Intel, NC State Researchers Supercharge Chip-to-Chip Communication Performance By Up To 12x

In a world where multi-core processors are now the norm, not the exception, the focus has largely (though not entirely) shifted from raw clockspeeds to architectural enhancements in order to continue delivering performance boosts with each new generation CPU. With that in mind, researchers from North Carolina State University and Intel have come up with a solution that could have a significant impact on the speed at which cores communicate with one another.

Today's multi-core processors coordinate workflow by sending and receiving software commands between cores. The individual cores have to read and execute the software commands, which can be time consuming. What the researchers at NC State found is that they could speed things up by switching to a hardware solution for core-to-core communication. Instead of relying on software, built-in hardware coordinates the communication between cores.


"This approach, called the core-to-core communication acceleration framework (CAF), improves communication performance by two to 12 times," says Yan Solihin, a professor of electrical and computer engineering at NC State and co-author of a paper on the work. "In other words, the execution times – from start to finish – are twice as fast or faster."

The hardware solution consists of what's called a queue management device (QMD). It's a small device that attaches to the processor network on a CPU. The QMD has the ability to perform basic computational functions and keep track of communication requests between multiple cores.

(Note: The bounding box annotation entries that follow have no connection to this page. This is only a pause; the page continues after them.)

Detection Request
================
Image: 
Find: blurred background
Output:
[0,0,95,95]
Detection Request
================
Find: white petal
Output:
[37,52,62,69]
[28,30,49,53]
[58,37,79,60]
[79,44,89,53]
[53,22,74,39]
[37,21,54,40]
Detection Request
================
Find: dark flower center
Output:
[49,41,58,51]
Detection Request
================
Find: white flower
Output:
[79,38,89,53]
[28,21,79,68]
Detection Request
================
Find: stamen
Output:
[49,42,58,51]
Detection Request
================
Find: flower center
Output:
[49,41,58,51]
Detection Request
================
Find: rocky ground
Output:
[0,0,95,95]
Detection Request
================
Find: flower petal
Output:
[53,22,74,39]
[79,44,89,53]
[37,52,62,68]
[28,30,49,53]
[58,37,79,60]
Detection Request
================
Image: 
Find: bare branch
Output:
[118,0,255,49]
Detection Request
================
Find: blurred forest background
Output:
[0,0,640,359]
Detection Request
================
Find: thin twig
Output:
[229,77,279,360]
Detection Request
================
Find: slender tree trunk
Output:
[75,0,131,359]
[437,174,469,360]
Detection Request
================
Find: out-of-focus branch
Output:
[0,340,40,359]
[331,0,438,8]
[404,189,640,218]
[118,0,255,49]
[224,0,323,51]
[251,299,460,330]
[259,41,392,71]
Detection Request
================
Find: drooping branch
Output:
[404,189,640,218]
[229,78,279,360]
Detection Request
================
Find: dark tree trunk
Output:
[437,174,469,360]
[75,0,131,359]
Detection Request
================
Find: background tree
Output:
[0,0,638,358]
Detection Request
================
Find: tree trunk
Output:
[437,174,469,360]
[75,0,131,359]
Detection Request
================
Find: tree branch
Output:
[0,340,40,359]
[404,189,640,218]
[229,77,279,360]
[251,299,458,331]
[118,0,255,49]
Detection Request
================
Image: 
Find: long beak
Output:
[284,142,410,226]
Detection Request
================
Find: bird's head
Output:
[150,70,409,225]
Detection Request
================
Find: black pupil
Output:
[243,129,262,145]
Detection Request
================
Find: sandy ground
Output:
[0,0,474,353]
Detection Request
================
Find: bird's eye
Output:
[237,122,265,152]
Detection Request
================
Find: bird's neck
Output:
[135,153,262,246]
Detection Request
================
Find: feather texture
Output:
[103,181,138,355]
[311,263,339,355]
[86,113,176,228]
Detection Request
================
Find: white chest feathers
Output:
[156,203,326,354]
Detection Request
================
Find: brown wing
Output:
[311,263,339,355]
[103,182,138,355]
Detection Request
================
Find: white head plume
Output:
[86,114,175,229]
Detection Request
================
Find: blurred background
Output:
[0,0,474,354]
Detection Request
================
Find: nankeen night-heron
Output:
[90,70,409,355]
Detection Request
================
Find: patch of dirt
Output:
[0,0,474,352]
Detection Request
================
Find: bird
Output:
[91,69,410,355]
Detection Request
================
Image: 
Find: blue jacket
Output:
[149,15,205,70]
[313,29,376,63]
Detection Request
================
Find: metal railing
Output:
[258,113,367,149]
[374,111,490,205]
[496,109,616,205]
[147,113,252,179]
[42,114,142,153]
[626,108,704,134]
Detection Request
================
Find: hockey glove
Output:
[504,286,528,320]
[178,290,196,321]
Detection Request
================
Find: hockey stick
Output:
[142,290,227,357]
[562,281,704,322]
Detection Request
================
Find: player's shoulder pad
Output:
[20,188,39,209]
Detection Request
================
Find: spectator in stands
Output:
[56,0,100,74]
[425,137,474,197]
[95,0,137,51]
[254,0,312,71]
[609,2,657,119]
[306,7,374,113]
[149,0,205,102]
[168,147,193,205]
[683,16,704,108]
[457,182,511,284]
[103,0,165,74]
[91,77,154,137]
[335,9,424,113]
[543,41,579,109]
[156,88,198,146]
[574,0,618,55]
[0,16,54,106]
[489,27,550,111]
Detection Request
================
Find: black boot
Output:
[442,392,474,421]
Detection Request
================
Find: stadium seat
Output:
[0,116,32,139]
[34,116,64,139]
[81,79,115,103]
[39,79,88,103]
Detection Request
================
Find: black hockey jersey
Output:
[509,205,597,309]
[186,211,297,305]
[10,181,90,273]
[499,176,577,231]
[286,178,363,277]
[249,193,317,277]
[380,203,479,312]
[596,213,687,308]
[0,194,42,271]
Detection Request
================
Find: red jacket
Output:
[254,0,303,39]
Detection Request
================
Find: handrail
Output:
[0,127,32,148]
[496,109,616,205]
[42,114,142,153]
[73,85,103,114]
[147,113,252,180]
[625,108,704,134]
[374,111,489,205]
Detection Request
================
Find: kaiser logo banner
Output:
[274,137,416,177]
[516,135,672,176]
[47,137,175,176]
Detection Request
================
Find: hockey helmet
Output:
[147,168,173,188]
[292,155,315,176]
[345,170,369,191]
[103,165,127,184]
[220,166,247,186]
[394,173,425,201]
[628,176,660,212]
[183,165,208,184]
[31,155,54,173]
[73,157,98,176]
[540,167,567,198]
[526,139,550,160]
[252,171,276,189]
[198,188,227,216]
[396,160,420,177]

This essentially bypasses the use of shared memory space between cores. The researchers point out that, by its nature, shared memory communication is susceptible to coherence validations and cache misses that lead to large performance overheads and a high amount of network traffic.

"Many important workloads incur significant core-to-core communication and are affected significantly by the costs, including pipelined packet processing which is widely used in software-based networking solutions. In these workloads, threads run on different cores and pass packets from one core to another for different stages of processing using software queues," the researchers state.

The aforementioned CAF offloads a large portion of the communication to the QMD, which in turn reduces the queue-induced communication overhead. This in and of itself isn't necessarily a game changing technology, but is one of several on-chip solutions the researchers and Intel are looking at to accelerate more multi-core computations.